Abel se rascó la cabeza para ocultar la vergüenza mientras atravesaba la grandiosa plaza acompañando a su superiora justo detrás.
—¡Qué de prisa pasa el tiempo! Ya hace diez años de aquello…
—A veces imagino qué habría pasado si no hubiese ocurrido…
—¿Si no hubiese ocurrido?
—No me habría metido en el mundo eclesiástico. Tal vez me habría quedado en la universidad y me habría casado… Pero si hubiera sido así, mi hermano Francesco habría hecho lo que hubiera querido.
Caterina sonrió, pero sus ojos grises no eran felices del todo. Su brillo de cuchilla era el de alguien perspicaz al a quien temían los enemigos fuera del Vaticano como Iron Maiden.

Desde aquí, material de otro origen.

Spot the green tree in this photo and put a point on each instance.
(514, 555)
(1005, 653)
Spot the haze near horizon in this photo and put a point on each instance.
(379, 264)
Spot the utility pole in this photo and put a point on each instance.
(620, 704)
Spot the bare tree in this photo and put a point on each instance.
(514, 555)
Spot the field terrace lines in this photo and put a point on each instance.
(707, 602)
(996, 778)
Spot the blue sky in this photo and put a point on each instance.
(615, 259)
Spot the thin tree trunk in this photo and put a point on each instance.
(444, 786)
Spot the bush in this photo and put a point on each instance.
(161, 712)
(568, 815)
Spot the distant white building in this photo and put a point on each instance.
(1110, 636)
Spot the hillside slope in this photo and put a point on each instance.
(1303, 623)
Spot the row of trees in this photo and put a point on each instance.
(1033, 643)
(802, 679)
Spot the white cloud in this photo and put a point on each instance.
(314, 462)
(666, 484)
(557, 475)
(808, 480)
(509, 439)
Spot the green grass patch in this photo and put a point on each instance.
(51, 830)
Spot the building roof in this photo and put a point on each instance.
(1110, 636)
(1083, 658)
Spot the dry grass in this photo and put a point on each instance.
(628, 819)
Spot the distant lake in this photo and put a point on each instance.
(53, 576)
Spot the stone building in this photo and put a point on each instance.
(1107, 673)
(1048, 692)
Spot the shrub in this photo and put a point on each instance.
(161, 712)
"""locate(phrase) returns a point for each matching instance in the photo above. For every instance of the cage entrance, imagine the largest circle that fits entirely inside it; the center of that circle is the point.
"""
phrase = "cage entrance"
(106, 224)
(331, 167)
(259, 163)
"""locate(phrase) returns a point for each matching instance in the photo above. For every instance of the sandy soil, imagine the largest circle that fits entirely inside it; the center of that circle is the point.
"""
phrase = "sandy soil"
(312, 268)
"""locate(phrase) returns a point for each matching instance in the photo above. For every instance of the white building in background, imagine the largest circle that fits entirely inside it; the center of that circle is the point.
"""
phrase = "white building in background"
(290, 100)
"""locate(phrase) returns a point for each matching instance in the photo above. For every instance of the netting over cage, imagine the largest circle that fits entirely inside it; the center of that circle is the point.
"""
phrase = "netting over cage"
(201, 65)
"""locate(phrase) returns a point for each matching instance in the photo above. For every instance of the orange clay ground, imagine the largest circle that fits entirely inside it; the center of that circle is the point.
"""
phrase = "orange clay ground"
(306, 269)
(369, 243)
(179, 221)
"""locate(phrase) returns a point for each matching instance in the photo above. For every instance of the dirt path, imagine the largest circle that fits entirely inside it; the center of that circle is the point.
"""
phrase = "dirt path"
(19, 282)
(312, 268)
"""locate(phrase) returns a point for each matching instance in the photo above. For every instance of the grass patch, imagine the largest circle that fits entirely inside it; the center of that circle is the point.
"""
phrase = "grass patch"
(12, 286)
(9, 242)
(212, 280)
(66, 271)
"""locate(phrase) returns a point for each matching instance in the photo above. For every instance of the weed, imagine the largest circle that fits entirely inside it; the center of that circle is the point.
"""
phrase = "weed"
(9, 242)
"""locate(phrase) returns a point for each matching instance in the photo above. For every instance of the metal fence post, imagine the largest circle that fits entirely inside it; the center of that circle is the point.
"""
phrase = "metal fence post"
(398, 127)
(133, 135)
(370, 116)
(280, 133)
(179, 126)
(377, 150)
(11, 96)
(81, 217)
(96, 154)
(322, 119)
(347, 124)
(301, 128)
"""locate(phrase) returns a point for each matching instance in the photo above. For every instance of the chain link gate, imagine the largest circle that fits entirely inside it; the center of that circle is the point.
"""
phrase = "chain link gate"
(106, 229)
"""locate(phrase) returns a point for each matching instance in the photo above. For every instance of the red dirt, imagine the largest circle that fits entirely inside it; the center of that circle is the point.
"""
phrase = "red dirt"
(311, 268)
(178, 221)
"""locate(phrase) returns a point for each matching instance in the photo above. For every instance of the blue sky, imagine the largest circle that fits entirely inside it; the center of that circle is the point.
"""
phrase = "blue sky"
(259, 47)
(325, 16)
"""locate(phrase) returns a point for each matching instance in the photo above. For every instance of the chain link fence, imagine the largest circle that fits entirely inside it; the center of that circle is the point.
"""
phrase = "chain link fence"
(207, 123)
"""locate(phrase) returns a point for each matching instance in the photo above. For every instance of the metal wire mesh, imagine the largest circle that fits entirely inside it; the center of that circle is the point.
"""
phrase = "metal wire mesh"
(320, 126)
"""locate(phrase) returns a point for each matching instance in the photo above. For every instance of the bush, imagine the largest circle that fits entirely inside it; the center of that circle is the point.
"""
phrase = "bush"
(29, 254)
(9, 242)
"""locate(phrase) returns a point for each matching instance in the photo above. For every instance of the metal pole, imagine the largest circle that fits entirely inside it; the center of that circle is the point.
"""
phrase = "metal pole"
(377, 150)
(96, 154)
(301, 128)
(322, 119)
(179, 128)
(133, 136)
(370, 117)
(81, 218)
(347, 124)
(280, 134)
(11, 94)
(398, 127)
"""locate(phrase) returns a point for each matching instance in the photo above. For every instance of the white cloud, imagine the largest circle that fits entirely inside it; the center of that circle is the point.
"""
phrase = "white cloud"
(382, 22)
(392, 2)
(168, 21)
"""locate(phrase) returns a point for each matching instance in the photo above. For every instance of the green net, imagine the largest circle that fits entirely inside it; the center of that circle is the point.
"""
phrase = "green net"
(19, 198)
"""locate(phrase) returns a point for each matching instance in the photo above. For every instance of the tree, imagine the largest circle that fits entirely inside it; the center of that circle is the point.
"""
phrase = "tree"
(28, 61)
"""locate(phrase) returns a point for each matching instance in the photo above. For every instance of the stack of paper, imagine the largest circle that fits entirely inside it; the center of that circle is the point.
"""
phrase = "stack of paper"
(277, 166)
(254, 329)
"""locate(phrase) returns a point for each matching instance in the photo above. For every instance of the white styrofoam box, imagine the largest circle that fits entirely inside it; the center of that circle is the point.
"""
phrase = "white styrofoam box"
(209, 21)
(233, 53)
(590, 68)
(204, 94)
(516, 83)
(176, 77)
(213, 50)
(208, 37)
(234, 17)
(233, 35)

—Entonces, la Santa Sede habría tenido muchos problemas. Él siempre intenta que el mundo sea su enemigo. Ya habríamos lanzado dos o tres cruzadas.
—¿¡…!?
Abel enredó las piernas con las que acompañaba hasta entonces a su superiora. Haciendo grandes esfuerzos por no caerse, le preguntó:
—Ca…, Caterina, ¿qué has dicho?
—¿Qué?
—¿No has dicho que «él siempre intenta que el mundo sea su enemigo»?
—S…, sí…
Caterina devolvió una mirada extrañada a Abel, que se había alterado tanto que casi la agarraba violentamente.
—Sí, lo he dicho, pero ¿hay algún problema?
—¿Dónde lo has oído? ¿O a quién?
—A mi tío, mi tío Alfonso. Él se lo decía a mi hermano…
—¿¡El arzobispo!?
Abel se quedó pálido tras la respuesta de su superiora y continuó con la pregunta, salpicando saliva.
—¿¡Dónde…, dónde está el arzobispo Alfonso ahora!?
—Está en el campanario. Para conmemorar su visita a Roma, donó nuevas campanas. Las consagraremos en la oración de esta noche… ¿¡Abel!?
—¡Quédate en la plaza! ¡No entres en la basílica!
Cuando gritó, sin poderse contener, la figura alargada ya estaba corriendo hacia le templo.
«Si la persona a la que todos consideramos una víctima fuera en realidad uno de los autores…».
Después del caso de Barcelona, Francesco y la policía habían ordenado un estado de extrema vigilancia ante la visita de Alfonso. Habían investigado todas las campanas de Roma y habían comprobado estrictamente a todas las personas que habían entrado en la ciudad.
Sin embargo, había unas campanas sin inspeccionar, precisamente las campanas que había donado Alfonso.
Además, la única persona que había entrado sin ser registrada era el propio Alfonso.
Abel gritó, subiendo con ímpetu por las escaleras.